So is this question about centripetal force and acceleration then?
 
If you want it to be :). Look at your equation for simple harmonic motion. You should have a term for acceleration in it. How does acceleration relate to the length?

Acceleration is the time derivative of velocity. And velocity is the time derivative of...
 
leighzer said:

Homework Statement


A "seconds" pendulum is one that moves through its equilibrium position once each second (period = 2.000 s). The length of a seconds pendulum in Tokyo is 0.9927 m and at Cambridge is 0.9942 m. What is the ratio of the free-fall acceleration at these two locations?


Homework Equations


All equations for Simple Harmonic Motion


The Attempt at a Solution


Wouldn't the free-fall acceleration be equal everywhere?

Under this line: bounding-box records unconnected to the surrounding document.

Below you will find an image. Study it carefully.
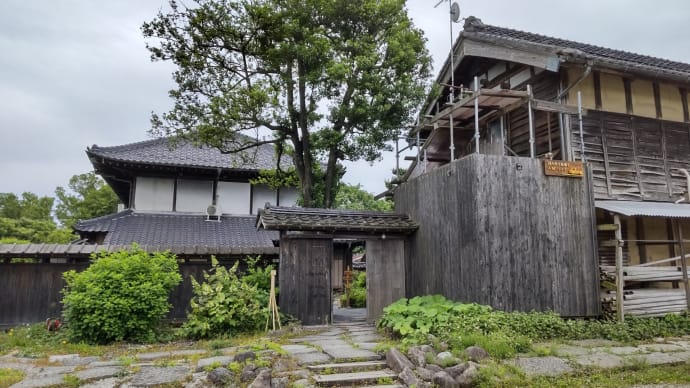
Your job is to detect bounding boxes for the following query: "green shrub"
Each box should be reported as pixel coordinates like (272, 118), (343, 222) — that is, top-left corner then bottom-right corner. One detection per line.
(181, 258), (270, 338)
(340, 271), (367, 307)
(62, 245), (182, 344)
(378, 295), (690, 358)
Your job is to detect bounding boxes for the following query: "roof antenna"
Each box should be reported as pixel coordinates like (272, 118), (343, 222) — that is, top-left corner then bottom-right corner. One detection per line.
(434, 0), (460, 162)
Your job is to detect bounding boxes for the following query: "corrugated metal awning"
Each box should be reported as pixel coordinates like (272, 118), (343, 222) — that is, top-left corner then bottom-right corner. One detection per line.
(594, 201), (690, 218)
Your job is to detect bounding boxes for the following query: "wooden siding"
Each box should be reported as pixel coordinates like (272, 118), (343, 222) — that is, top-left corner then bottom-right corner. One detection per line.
(279, 235), (333, 325)
(395, 154), (600, 316)
(571, 111), (690, 202)
(366, 239), (405, 322)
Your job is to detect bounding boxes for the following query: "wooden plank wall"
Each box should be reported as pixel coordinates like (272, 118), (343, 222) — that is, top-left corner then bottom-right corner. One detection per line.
(395, 154), (600, 316)
(366, 238), (405, 322)
(571, 110), (690, 202)
(279, 235), (333, 325)
(0, 262), (234, 325)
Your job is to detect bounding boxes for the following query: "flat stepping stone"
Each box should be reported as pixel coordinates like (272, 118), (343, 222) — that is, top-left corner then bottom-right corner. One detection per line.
(513, 356), (573, 376)
(129, 366), (189, 387)
(312, 369), (398, 386)
(323, 344), (381, 361)
(307, 361), (386, 373)
(10, 374), (65, 388)
(293, 351), (331, 365)
(575, 353), (625, 369)
(74, 366), (122, 380)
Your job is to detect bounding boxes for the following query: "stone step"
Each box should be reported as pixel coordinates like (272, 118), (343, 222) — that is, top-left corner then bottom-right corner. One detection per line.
(307, 361), (386, 373)
(312, 369), (398, 387)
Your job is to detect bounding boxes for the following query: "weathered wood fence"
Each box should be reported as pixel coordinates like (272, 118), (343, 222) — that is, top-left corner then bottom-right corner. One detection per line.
(395, 154), (601, 316)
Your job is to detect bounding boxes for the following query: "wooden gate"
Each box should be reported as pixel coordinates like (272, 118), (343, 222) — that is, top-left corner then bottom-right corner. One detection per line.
(279, 235), (333, 325)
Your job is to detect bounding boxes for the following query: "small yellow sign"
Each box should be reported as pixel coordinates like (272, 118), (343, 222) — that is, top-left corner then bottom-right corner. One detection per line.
(544, 159), (585, 178)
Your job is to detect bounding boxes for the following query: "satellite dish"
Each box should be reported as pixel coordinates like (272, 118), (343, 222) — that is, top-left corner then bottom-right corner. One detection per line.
(450, 3), (460, 23)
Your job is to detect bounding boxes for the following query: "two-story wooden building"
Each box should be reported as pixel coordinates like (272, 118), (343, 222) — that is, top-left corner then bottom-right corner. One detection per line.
(395, 17), (690, 316)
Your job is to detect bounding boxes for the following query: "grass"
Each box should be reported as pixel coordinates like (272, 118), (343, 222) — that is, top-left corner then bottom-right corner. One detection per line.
(0, 369), (24, 388)
(478, 362), (690, 388)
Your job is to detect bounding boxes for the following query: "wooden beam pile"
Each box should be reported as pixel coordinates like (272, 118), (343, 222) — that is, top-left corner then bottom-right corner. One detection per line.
(601, 289), (687, 318)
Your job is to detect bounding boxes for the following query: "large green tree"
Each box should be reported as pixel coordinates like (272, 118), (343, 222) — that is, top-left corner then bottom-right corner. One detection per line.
(0, 192), (74, 243)
(55, 172), (119, 228)
(142, 0), (431, 207)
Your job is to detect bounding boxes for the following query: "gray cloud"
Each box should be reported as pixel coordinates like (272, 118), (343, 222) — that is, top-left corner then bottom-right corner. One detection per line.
(0, 0), (690, 200)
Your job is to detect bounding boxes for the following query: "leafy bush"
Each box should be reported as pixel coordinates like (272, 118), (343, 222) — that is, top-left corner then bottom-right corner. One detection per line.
(62, 245), (182, 344)
(181, 258), (270, 338)
(378, 295), (690, 358)
(340, 271), (367, 307)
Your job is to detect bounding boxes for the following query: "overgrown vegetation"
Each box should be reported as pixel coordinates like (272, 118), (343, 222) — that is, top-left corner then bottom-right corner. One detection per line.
(378, 295), (690, 358)
(340, 271), (367, 307)
(181, 258), (273, 338)
(62, 245), (182, 344)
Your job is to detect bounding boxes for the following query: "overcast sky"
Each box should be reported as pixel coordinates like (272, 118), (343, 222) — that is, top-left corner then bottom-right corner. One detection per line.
(0, 0), (690, 200)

If not then can someone please tell me what the length of the pendulums have to do with acceleration?

Look up the equation for the period of oscillation of a simple pendulum.
 
I have this question also

The equation for the period of oscillation:
T=2pi* square root (L/g)

Once you find T
Solve for w [w=2pi/T]
Then I thought of using the velocity formula: v=Aw
But... I'm not sure how to find the amplitude.

Can you guide me in the right direction?
 
so...

T2/ T1 = 1 = sqrt(L1/g1) / sqrt (L2/g2)?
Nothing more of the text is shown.